Coronavirus deaths might soon exceed 1,000 per day

Highway deaths in the U.S. are 100 per day and slowly falling. If someone proposed a dramatic deregulation of driving that would cause daily traffic deaths to go up tenfold, we wouldn’t accept it.

Coronavirus daily deaths are increasing every day. The daily body count was 225 on March 24. That’s twice what it was on March 22, which was twice what it was on March 19, which is twice what it was on March 17. If this pace were to continue, we’d pass 1,000 deaths per day by the end of March, and perhaps four times that in the first week of April.

At that point, when new hospitalizations stand at maybe 10,000 per day, our hospitals will be overrun. That doesn’t happen with auto accidents.

So that’s a simple, arithmetic reason to take coronavirus deaths more seriously than automobile deaths: There are more of the former every day than the latter, and there might soon be many more.

Coronavirus is more terrifying, and psychology matters for social cohesion

Humans have never seen all deaths as equally upsetting, and so we have always taken stronger steps to prevent some deaths than we take to prevent others.

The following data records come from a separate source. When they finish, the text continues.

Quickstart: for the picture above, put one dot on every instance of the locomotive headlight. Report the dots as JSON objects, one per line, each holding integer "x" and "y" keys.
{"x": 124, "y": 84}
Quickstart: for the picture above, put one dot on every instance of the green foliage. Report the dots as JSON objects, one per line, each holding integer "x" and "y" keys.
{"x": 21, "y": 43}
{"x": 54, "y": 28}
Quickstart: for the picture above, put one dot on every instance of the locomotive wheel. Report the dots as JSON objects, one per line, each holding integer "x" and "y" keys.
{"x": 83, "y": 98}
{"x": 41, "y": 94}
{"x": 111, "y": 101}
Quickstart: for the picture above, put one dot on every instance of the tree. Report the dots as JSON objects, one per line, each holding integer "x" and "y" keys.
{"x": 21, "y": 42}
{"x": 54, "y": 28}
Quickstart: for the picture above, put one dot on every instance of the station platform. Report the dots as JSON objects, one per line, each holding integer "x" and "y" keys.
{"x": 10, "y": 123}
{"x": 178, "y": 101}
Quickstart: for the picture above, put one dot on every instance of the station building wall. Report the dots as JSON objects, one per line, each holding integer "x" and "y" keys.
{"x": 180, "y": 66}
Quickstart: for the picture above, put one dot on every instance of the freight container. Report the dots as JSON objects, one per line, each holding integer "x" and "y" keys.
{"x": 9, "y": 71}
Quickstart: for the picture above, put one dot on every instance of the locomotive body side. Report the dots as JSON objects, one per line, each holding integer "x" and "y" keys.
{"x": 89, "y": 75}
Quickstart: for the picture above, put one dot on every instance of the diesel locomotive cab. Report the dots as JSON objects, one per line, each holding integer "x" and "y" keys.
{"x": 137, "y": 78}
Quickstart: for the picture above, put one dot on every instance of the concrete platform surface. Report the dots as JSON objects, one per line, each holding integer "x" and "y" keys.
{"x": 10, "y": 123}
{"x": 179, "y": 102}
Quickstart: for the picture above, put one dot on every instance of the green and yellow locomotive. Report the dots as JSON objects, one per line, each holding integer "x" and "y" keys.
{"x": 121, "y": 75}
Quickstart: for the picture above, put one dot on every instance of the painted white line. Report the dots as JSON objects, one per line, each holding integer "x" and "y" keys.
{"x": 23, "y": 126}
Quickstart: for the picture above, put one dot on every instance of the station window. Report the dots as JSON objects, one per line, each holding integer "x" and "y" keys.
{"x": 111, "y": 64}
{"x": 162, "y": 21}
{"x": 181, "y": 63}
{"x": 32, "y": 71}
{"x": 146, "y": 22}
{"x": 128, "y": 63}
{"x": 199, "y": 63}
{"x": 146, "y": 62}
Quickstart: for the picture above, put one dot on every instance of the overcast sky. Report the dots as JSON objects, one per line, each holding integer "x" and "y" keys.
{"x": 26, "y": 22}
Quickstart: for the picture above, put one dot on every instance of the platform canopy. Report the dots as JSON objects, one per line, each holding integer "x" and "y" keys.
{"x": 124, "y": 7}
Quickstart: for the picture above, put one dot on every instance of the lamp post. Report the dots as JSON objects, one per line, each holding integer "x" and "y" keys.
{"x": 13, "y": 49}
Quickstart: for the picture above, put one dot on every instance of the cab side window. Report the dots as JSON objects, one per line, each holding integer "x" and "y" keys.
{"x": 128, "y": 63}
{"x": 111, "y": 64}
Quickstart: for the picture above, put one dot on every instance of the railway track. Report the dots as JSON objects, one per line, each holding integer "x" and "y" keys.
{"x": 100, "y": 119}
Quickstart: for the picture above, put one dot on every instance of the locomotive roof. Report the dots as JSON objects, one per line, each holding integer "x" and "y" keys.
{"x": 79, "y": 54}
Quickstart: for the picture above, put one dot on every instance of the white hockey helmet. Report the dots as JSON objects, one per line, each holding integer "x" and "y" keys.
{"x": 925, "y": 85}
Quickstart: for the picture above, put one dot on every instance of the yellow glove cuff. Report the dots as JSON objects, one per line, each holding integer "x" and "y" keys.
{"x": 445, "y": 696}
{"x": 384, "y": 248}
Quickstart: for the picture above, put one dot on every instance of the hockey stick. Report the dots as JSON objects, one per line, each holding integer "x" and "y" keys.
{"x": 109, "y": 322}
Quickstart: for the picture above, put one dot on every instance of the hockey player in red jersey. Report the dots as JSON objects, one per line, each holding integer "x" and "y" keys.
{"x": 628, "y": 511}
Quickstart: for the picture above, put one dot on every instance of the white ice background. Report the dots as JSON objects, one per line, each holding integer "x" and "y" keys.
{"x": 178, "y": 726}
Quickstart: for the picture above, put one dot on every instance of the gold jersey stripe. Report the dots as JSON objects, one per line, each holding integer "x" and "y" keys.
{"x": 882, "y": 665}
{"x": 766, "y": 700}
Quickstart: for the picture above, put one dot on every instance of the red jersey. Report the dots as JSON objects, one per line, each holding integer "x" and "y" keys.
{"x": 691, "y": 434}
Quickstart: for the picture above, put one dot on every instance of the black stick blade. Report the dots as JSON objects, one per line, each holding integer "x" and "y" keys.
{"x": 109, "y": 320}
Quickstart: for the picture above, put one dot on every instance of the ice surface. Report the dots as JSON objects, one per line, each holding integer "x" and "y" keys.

For instance, after 9/11, when terrorists killed about 3,000 people, we dramatically remade our country. Flying became different, we entered two different wars, and we sacrificed privacy for security. Some of these reactions were obviously mistakes, but they reflected the very human fact that the threat of terrorism worries us more than the threat of heart disease.

With guns, it’s the same. Public mass shootings are exceedingly rare, yet they get much more media and legislative attention than the numerous handgun deaths that occur every night.

Coronavirus is far newer than car crashes, and so, it’s a lot scarier. With the coronavirus, death can be lonelier and more terrifying than other ways of dying. It’s a contagious disease, and so as long as it is spreading, our perception of our neighbors and coworkers changes — they are now potential threats to us.

So it’s possible that coronavirus deaths and hospitalizations are more societally damaging than traffic deaths and hospitalizations.

Coronavirus, unlike traffic accidents, could possibly be stamped out with aggressive short-term action

If social distancing and quarantining work as we hope they will, then the coronavirus’s rapid spread will not last too long, thanks to better testing, better treatment, and some share of the population becoming immune. This could, in turn, allow us to loosen the restrictions and thus open our society up somewhat.

But that all depends on flattening the curve and slowing the spread for a few weeks.

There’s no analogy here in the area of traffic accidents. If we spent two months reducing miles driven and reducing speed driven through dramatic new regulations, that would push deaths and hospitalizations down for only those two months. There would be no long-term benefit to temporary restrictions on driving.

On the contrary, there is every reason to hope that short-term restrictions on life in public will have long-term benefits in the fight against the coronavirus.

Generally, the U.S. government and our various state governments honor human dignity by respecting more of our freedoms than most governments do for their people. Balancing those two deeply moral concerns is incredibly difficult. We shouldn’t be too simplistic in our balancing efforts.